I have one of these too (covered in skateboard stickers from a previous life) and it's saved my noggin in numerous skate-related incidents. That said, I switched to a more typical bike helmet and I am much more comfortable in the bike helmet. It's cooler and fits better. But whatever your melon is happiest with is what you should wear.


----------



## jeffj (Jan 13, 2004)

Just so you know so you can make a more informed decision: BMX and regular cycling helmets are tested to different standards. It is believed that the nature of the sport of BMX is that you may crash more frequently so they are designed to possibly withstand multiple impacts. That said, they are also designed with the idea that most BMX crashes happen at lower speeds than more traditional cycling crashes (or at least have the potential to) so traditional cycling helmets are designed to protect your melon better in higher speed crashes. The downside to traditional cycling helmets is that they are designed to withstand one good crash, break while doing their job (absorbing crash energy), and then be replaced.

Helmets for a particular discipline (BMX and the regular 'cycling' helmets are considered separate disciplines by the helmet testing organizations) are tested to different standards and those are only a minimum standard. It's doubtful that all BMX or all cycling helmets will off the same amount protection as the others in the same category. the only thing that is guaranteed is that they all passed the same test for a minimum standard. We also have no way to know if a $20 helmet is any better or worse than a $150 helmet in terms of protection, only that they met the same minimum standard required to get the approval from that testing organization.

Whether one will protect you better in every given scenario is a total crapshoot.

More expensive helmets will generally have a more comfortable retention system and better ventilation (not to mention are usually better looking although that is totally subjective). Every melon is a bit unique and no single helmet is comfortable to everybody. Trying them on is the only true way to know for sure if a helmet is comfortable to you.


----------



## Glynis27 (Sep 28, 2007)

I have an XC lid and a skate lid. I wear them both depending on the type of riding I'm doing for the day. Long, hot rides get the XC lid as it is lighter, more comfortable and much better ventilated. I use the jump lid when I am doing shorter rides, urban riding and when I go to Ray's for the extra coverage. I also use it a bunch in the winter.

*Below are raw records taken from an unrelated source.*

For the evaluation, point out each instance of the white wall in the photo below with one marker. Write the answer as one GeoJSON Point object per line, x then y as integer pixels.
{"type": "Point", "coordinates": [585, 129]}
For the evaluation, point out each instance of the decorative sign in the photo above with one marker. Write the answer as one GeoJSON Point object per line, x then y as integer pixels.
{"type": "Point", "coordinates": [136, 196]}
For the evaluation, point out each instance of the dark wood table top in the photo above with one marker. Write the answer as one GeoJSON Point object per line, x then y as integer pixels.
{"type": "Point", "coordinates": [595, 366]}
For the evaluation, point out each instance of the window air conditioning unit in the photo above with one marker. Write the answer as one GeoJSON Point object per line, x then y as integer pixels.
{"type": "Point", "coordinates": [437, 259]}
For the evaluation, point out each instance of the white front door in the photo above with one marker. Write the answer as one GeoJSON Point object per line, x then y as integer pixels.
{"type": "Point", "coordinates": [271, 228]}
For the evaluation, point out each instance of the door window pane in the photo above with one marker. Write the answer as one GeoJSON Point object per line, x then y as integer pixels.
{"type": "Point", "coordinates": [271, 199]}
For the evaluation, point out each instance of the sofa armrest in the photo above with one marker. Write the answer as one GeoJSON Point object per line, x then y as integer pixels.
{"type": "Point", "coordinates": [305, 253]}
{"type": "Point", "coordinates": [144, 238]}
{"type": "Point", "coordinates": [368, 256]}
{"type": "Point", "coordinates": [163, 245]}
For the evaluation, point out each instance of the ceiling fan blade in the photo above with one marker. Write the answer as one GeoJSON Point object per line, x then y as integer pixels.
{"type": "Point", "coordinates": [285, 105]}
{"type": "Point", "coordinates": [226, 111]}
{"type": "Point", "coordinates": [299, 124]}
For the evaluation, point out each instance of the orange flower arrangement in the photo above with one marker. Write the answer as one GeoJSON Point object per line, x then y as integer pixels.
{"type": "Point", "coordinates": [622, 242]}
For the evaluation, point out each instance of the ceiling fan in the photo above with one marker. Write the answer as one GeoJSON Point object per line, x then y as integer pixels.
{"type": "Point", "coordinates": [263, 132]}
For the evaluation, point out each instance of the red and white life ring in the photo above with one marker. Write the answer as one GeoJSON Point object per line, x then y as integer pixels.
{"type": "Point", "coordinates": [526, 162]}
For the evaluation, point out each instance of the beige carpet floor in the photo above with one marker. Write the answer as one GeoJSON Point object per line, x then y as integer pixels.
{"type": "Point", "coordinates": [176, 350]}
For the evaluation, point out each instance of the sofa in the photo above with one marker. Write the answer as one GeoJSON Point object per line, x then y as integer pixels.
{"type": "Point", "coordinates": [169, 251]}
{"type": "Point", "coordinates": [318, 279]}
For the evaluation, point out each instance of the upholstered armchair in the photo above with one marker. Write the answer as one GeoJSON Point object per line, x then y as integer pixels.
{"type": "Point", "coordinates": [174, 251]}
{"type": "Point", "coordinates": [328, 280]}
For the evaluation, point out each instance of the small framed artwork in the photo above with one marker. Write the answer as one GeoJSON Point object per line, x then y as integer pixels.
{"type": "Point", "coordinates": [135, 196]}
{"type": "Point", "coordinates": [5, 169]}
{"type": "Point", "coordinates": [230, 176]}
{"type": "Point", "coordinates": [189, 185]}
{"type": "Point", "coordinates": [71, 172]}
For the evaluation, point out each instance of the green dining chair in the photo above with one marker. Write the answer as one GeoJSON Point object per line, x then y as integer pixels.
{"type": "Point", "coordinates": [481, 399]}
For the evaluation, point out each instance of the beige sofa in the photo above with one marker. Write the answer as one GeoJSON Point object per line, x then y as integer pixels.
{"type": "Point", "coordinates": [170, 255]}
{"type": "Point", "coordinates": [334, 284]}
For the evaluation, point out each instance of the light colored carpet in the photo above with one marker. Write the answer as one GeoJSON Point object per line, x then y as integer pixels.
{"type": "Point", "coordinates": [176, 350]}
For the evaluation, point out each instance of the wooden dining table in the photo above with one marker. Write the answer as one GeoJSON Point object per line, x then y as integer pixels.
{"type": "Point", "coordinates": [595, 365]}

I'll be getting one of those 661 Recon helmets as soon as they are released though. Should be the best of both worlds.


----------



## ducktape (May 21, 2007)

jeffj said:


> Just so you know so you can make a more informed decision: BMX and regular cycling helmets are tested to different standards. It is believed that the nature of the sport of BMX is that you may crash more frequently so they are designed to possibly withstand multiple impacts. That said, they are also designed with the idea that most BMX crashes happen at lower speeds than more traditional cycling crashes (or at least have the potential to) so traditional cycling helmets are designed to protect your melon better in higher speed crashes. The downside to traditional cycling helmets is that they are designed to withstand one good crash, break while doing their job (absorbing crash energy), and then be replaced.
> 
> Helmets for a particular discipline (BMX and the regular 'cycling' helmets are considered separate disciplines by the helmet testing organizations) are tested to different standards and those are only a minimum standard. It's doubtful that all BMX or all cycling helmets will off the same amount protection as the others in the same category. the only thing that is guaranteed is that they all passed the same test for a minimum standard. We also have no way to know if a $20 helmet is any better or worse than a $150 helmet in terms of protection, only that they met the same minimum standard required to get the approval from that testing organization.
> 
> ...


I think the rules in Australia might have changed recently or something. Both my MTB helmet and the Protec have a AS/NZ 2063 sticker in them, so they have both been tested and passed the same Aus /Nz standard.
I know in the past you could wear skate helmets without the hard foam stuff in them (which mtb helmets always had) but these days the BMX helmets have that stuff in them too.

You're right though I reckon the outer shell of the bmx helmet is tougher hence can possibly take more than one impact but if you had a serious crash you'd want to err on the side of caution because once the hard foam has done it's job (compressed) it won't do as good the 2nd time. Of course this doesn't apply to the types of helmets that are a hard shell of some sort with just soft padding on the inside which is meant to reduce the impact, and I imagine those were the helmets of the days gone?

Note also due to the changes I think you can still buy skate specific helmets (dj variety) which are different to the bike variety of the same thing and they do not meet the same standards!


----------



## coreyvf (Jun 26, 2010)

Well, here's my new helmet, finally got it...

Not only does nobody care that I'm the only Mountain Biker wearing a BMX style helmet, I look pretty pimp out there on the trails.... thanks for all the advice and smacking some sense into me, guys... great forum.


----------